Have you ever had a break down over the silliest things? I’ll be the first to admit that I have… several times! Maybe it starts when things seem to begin unraveling first thing in the morning. Or maybe it’s just one single incident that irks you. Or maybe your hormonal, I never liked when people say “hormonal” like it’s a bad thing. Like us women have anything to do with either; when our hormones rage, or even when they seem under control packaged up in their neat, little, pretty box deep inside the recesses of our hearts. Oh, why can’t they just stay there?
It’s funny how things can seem to be coasting throughout the day just fine. Dentist… check, cleaning… check… homework… check!!! Then… Dinner! I don’t know about you but dinner seems to be my nemesis. It seems like in this house we eat the same things over and over and over. When I try to make something different, it either turns out barely edible or you can probably hear the complaints and moans from unimpressed children on the other side of the block. And I’m not even a bad cook… usually!!!
As I sat on the couch today trying to decide what on earth I was going to make for dinner, since I didn’t have many choices, I became more and more annoyed. Then… people kept talking. I mean, the same people that I love more than anything, the same people I share this house with every day and wouldn’t change it for the world, they just… kept… talking… annoyance quickly turned into irritation. I had to escape, if even just for five minutes.
I curled up on top of my bed, falling into my big, soft, fluffy pillows and ever so slightly, tears began to fall. My husband came and sat down just to see what was wrong and try to be supportive. God I love that man. And he didn’t even have to ask, him sitting there was an open invitation to let it all out. The irritation that I had allowed to build up (really only over an hour or so) came flooding out like a tsunami. “My kids hate me! They always tell me I’m mean! I hate making dinner! No one ever wants what I make! We have no food in the house (to which my ever loving husband replied – we have a lot of chicken!)” Before I knew it I was laughing because I knew how silly I sounded. My last tear filled complaint (yes, I can laugh and cry at the same time… can’t most women?) was, “and I can’t even find the perfect shade of lipstick!” He had no idea where that came from or what that was all about. I don’t blame him for sometimes thinking I’ve completely lost my mind.

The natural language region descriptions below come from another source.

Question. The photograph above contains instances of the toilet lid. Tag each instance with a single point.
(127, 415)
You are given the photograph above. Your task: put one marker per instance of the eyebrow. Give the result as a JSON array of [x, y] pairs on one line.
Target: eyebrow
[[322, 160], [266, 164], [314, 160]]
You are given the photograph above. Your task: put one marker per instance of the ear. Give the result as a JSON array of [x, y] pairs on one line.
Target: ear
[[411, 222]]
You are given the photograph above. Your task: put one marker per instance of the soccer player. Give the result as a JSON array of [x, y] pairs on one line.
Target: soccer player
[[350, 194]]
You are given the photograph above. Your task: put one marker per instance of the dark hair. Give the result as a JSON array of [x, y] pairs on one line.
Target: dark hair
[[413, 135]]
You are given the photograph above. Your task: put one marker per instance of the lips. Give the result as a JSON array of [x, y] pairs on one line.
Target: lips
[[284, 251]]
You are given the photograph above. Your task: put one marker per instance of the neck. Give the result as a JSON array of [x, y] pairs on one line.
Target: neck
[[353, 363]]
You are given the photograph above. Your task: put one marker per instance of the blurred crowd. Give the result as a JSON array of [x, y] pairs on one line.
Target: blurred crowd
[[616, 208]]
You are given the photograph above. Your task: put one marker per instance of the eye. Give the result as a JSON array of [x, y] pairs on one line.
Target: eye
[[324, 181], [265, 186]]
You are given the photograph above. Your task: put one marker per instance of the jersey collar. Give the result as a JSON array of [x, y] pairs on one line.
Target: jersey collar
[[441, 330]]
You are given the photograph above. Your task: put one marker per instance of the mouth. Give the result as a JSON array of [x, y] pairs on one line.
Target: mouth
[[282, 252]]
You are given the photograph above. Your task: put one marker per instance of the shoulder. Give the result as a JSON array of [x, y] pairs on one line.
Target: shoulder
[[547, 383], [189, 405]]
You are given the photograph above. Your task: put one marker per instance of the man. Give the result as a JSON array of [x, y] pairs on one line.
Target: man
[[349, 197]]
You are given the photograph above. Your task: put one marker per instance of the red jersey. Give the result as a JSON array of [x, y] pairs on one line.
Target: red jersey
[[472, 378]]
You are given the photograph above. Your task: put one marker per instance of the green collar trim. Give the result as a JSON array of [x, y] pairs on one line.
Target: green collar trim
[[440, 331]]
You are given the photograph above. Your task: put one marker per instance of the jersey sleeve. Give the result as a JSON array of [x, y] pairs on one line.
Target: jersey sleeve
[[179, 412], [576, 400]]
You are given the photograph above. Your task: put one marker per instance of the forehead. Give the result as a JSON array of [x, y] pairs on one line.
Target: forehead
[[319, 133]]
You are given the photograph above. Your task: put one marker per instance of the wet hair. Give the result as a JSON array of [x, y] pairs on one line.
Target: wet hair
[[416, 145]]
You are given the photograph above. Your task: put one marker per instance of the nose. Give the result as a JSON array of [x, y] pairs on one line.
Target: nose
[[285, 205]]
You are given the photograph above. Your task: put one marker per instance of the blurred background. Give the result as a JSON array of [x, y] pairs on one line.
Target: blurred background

I have kind of been on a lipstick binge lately and can’t help but be drawn to the cosmetic isle to grab a new balm, gloss, pencil, or stick every time I’m at a store. I keep looking for the perfect shade. That brilliant color that will just look amazing on me, match my every outfit and every shade of eyeshadow, and make me feel beautiful. After ten trips to my local Target, I’m beginning to think that shade of lipstick just doesn’t exist.
What are you looking for throughout your day to fill you up? Is it that you wish your family would eat every meal you make without complaint? Children that effortlessly do their homework and that are nice to you and one another all the time? Is it a husband that always understands you and knows what to say? Or maybe that perfect shade of red?
Maybe sometimes we don’t realize that we’re looking in all the wrong places. Jesus is right there, all the time, even in our fits of irrationality. He is the only one (or thing) that can completely fill us up. Psalm 121:1 says – I lift my eyes to the mountains – where does my help come from? I will do my best to continue to remember to always look to him… even when I can’t find that ever elusive shade of lipstick!